Jared looked over to Seaborg. Seaborg sighed. ::Fine,:: he said. ::I’m open to suggestion. What have you got.::

 

::You’re going to think I’m crazy,:: Jared said. ::But there’s something I’ve noticed. So far, neither us or them look up very much.::

 

Seaborg looked up into the forest canopy, looking at the sunlight peek through the canopy of native Terran trees and their Phoenix equivalent, thick, bamboo-like stalks that threw off impressive branches.

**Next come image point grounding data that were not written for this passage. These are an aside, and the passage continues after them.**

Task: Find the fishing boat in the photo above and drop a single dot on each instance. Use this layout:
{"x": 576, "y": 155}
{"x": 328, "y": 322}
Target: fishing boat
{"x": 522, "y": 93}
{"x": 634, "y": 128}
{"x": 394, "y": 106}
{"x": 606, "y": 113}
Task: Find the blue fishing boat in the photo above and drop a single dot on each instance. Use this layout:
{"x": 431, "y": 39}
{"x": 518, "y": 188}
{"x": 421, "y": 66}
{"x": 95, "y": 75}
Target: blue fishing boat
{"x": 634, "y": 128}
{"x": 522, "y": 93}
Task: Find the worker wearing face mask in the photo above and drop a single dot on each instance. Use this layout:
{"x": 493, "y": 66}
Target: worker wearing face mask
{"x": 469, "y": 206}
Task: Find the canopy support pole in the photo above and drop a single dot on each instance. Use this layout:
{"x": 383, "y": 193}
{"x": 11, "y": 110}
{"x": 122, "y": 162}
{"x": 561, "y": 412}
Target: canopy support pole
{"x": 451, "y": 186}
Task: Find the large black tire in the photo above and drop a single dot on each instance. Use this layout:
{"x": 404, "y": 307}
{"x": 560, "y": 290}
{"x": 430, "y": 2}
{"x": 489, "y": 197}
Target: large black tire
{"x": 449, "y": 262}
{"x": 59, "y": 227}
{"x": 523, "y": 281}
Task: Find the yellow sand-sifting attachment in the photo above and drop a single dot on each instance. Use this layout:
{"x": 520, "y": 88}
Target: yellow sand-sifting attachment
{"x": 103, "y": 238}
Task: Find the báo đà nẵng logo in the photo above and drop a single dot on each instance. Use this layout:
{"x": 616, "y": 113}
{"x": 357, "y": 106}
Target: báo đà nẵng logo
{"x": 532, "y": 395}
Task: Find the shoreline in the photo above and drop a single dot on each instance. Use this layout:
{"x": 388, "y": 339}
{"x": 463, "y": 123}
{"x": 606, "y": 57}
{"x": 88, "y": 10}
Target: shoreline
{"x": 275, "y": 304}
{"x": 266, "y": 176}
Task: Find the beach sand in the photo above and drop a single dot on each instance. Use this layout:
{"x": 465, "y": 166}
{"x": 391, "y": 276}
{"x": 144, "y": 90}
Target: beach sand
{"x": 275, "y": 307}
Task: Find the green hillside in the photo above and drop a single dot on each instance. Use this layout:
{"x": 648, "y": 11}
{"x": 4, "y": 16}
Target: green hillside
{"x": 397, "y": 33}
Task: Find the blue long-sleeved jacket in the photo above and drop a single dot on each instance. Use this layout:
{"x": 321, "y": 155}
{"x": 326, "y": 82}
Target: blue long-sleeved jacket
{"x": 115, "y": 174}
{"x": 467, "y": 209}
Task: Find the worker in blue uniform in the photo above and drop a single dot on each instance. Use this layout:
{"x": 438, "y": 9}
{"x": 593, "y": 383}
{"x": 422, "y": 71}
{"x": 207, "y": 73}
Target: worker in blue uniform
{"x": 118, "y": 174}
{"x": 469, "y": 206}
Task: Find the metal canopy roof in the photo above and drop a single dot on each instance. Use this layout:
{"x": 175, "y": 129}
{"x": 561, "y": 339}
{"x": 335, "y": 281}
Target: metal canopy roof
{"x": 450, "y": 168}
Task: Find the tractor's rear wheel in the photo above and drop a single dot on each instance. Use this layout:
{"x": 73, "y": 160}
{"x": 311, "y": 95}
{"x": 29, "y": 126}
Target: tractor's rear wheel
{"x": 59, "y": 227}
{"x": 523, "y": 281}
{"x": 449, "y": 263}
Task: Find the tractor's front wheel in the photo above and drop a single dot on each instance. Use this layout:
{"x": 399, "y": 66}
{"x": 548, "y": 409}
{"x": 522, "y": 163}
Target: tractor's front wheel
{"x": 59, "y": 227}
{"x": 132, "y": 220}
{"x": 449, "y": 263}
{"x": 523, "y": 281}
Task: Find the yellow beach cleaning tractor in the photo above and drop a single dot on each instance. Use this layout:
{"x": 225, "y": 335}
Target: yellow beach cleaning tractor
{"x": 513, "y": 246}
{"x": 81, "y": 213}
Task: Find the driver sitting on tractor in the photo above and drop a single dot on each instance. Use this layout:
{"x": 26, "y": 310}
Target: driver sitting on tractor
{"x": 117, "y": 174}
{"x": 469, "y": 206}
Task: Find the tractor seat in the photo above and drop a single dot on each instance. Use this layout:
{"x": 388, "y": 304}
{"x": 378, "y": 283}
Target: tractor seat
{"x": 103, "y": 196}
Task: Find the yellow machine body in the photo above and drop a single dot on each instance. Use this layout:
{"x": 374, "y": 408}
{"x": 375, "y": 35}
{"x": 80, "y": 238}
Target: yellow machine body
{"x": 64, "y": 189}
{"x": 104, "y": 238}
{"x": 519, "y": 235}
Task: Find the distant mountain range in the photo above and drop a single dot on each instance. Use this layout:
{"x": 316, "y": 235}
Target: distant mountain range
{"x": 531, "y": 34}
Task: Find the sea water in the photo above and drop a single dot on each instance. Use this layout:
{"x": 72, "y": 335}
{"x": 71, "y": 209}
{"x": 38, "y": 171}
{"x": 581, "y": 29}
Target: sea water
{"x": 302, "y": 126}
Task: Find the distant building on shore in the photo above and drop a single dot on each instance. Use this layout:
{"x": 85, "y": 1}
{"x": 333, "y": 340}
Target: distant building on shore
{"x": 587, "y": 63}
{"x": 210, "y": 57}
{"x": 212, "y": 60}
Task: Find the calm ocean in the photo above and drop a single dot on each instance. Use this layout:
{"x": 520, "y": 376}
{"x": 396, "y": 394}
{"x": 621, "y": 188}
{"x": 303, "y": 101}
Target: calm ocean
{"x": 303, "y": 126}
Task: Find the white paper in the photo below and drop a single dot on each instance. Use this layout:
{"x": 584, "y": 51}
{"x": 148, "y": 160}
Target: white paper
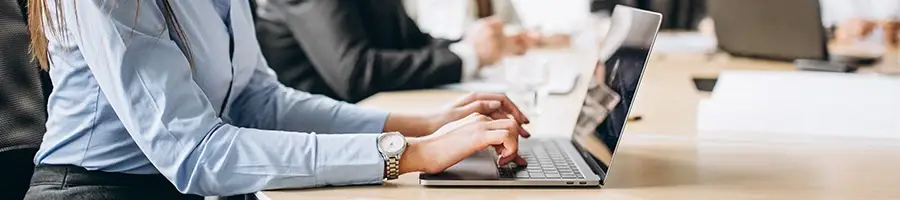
{"x": 818, "y": 103}
{"x": 443, "y": 18}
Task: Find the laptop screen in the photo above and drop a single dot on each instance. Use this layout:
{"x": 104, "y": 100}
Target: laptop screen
{"x": 624, "y": 54}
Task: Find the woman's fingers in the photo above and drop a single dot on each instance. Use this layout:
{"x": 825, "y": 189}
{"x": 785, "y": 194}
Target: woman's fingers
{"x": 484, "y": 107}
{"x": 506, "y": 105}
{"x": 501, "y": 115}
{"x": 503, "y": 133}
{"x": 504, "y": 160}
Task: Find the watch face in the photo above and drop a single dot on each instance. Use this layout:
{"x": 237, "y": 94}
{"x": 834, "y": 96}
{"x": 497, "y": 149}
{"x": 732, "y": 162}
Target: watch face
{"x": 392, "y": 143}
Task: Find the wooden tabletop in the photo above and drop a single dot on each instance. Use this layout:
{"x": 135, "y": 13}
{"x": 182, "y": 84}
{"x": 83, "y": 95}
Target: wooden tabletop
{"x": 661, "y": 157}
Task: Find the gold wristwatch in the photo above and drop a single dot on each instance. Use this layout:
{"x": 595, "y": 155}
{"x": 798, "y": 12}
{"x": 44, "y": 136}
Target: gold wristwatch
{"x": 391, "y": 145}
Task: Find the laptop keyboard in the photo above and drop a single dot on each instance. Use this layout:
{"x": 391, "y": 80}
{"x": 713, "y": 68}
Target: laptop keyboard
{"x": 545, "y": 161}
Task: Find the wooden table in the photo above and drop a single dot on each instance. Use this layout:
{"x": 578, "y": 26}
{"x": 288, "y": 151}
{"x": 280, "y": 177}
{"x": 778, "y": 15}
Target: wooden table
{"x": 661, "y": 157}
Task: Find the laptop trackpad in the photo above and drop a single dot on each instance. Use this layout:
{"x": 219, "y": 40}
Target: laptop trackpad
{"x": 480, "y": 166}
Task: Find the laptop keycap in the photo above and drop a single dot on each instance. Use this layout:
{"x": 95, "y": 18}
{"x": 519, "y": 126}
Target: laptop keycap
{"x": 545, "y": 162}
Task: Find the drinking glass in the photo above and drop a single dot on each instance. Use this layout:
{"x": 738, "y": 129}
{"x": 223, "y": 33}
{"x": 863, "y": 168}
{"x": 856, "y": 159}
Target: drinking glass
{"x": 527, "y": 77}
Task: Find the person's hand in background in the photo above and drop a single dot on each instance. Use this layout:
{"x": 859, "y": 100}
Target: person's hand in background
{"x": 492, "y": 43}
{"x": 850, "y": 31}
{"x": 496, "y": 106}
{"x": 890, "y": 28}
{"x": 486, "y": 35}
{"x": 460, "y": 139}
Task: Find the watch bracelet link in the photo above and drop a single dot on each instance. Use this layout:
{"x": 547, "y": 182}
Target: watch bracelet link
{"x": 392, "y": 170}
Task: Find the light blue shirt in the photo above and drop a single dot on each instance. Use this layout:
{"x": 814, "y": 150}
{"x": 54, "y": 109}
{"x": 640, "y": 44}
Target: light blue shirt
{"x": 127, "y": 100}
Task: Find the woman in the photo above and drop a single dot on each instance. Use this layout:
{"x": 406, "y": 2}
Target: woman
{"x": 164, "y": 99}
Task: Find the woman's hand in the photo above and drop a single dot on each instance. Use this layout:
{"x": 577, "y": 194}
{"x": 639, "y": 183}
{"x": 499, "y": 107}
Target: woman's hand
{"x": 497, "y": 106}
{"x": 458, "y": 140}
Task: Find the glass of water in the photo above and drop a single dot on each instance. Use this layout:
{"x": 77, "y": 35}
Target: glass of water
{"x": 527, "y": 78}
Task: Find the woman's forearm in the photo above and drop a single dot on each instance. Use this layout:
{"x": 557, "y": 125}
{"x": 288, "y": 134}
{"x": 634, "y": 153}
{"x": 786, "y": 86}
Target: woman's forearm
{"x": 410, "y": 125}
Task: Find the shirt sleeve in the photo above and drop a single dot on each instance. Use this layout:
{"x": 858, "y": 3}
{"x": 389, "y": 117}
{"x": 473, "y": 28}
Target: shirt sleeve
{"x": 148, "y": 82}
{"x": 466, "y": 52}
{"x": 268, "y": 104}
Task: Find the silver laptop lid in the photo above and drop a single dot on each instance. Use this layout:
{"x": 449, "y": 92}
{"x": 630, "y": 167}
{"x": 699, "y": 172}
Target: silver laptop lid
{"x": 624, "y": 54}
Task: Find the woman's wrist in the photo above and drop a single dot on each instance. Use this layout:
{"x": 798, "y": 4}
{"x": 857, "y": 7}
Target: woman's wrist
{"x": 413, "y": 159}
{"x": 411, "y": 125}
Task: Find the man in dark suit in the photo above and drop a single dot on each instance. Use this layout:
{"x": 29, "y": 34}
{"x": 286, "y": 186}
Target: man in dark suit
{"x": 352, "y": 49}
{"x": 22, "y": 102}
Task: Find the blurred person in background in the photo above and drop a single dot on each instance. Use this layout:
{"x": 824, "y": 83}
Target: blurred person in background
{"x": 22, "y": 102}
{"x": 172, "y": 99}
{"x": 866, "y": 21}
{"x": 350, "y": 50}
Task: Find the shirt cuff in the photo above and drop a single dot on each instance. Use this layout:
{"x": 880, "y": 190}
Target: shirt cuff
{"x": 466, "y": 52}
{"x": 358, "y": 163}
{"x": 358, "y": 119}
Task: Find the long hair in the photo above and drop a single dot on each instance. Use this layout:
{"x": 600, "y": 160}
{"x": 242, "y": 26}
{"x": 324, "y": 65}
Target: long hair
{"x": 41, "y": 25}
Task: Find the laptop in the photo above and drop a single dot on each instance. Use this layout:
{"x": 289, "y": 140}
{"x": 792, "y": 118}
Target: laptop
{"x": 775, "y": 29}
{"x": 583, "y": 159}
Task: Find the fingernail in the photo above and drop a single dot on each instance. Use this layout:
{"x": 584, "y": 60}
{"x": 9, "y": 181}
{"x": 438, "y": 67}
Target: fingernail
{"x": 494, "y": 104}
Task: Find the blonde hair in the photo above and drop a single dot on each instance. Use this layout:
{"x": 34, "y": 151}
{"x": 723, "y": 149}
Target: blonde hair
{"x": 39, "y": 18}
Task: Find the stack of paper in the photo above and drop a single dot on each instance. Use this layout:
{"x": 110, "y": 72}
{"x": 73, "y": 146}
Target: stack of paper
{"x": 776, "y": 104}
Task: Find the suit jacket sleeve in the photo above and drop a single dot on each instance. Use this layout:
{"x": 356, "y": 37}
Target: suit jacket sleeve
{"x": 338, "y": 47}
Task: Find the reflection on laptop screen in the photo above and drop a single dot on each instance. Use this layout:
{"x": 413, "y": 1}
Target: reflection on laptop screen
{"x": 624, "y": 54}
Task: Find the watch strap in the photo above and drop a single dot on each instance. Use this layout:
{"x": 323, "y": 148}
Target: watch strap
{"x": 392, "y": 168}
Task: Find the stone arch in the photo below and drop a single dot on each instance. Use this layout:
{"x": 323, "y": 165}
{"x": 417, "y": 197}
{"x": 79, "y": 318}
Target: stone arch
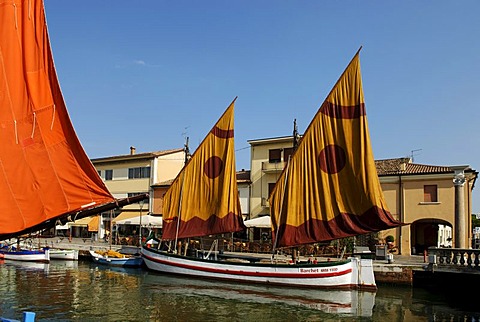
{"x": 430, "y": 232}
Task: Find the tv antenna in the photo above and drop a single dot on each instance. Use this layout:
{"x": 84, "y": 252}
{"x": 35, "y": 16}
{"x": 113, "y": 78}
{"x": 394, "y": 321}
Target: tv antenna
{"x": 412, "y": 153}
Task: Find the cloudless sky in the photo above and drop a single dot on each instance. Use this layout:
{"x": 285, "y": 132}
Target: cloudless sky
{"x": 151, "y": 73}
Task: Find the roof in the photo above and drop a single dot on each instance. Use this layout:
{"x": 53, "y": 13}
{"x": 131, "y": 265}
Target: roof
{"x": 404, "y": 166}
{"x": 137, "y": 156}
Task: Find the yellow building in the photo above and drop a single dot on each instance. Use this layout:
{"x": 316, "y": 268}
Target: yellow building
{"x": 136, "y": 173}
{"x": 434, "y": 201}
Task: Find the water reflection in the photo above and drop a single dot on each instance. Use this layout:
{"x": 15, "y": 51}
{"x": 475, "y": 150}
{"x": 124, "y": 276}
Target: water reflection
{"x": 83, "y": 291}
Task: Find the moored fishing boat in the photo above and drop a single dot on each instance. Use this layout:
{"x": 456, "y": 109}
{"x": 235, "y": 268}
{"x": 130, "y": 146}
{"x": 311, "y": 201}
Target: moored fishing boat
{"x": 26, "y": 255}
{"x": 114, "y": 258}
{"x": 64, "y": 254}
{"x": 46, "y": 178}
{"x": 328, "y": 190}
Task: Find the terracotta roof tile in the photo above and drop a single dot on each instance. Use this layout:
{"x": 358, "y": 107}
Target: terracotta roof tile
{"x": 404, "y": 166}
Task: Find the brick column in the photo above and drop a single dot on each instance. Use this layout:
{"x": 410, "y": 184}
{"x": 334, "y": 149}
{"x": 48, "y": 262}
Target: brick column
{"x": 460, "y": 230}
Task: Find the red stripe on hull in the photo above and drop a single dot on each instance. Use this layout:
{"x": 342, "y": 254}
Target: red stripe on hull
{"x": 246, "y": 273}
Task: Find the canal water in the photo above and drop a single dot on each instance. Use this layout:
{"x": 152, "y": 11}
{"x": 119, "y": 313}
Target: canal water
{"x": 84, "y": 291}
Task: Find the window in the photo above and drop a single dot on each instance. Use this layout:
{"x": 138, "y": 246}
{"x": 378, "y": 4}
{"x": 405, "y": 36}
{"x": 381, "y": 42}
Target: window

The two types of flora did not compete genetically—they were naturally incompatible because they developed on different worlds—but they competed for sunlight, reaching as far into the sky as possible and branching thickly to offer scaffolding for leaves and leaf-equivalents to do their photosynthetic work.

 

::We don’t look up because there’s nothing up there but trees,:: Seaborg said.

 

Jared started counting off seconds in his head. He got as far as seven before Seaborg said, ::Oh.::

 

::Oh,:: Jared agreed. He popped up a map. ::We’re here. Yukawa and Berkeley are here. There’s forest all the way between here and there.::

 

::And you think we can get from here to there in the trees,:: Seaborg said.

 

::That’s not the question,:: Jared said. ::The question is whether we can do it fast enough to keep Yukawa and Berkeley alive, and quietly enough not to get ourselves killed.::

 

 

 

Jared quickly discovered that walking through the trees was an idea better in theory than in execution. He and Seaborg almost fell twice within the first two minutes; moving from branch to branch required rather more coordination then either expected. The Phoenix trees’ branches were not nearly as load bearing as they assumed and the Terran trees featured a surprising number of dead branches. Their progress was slower and louder than they would have liked.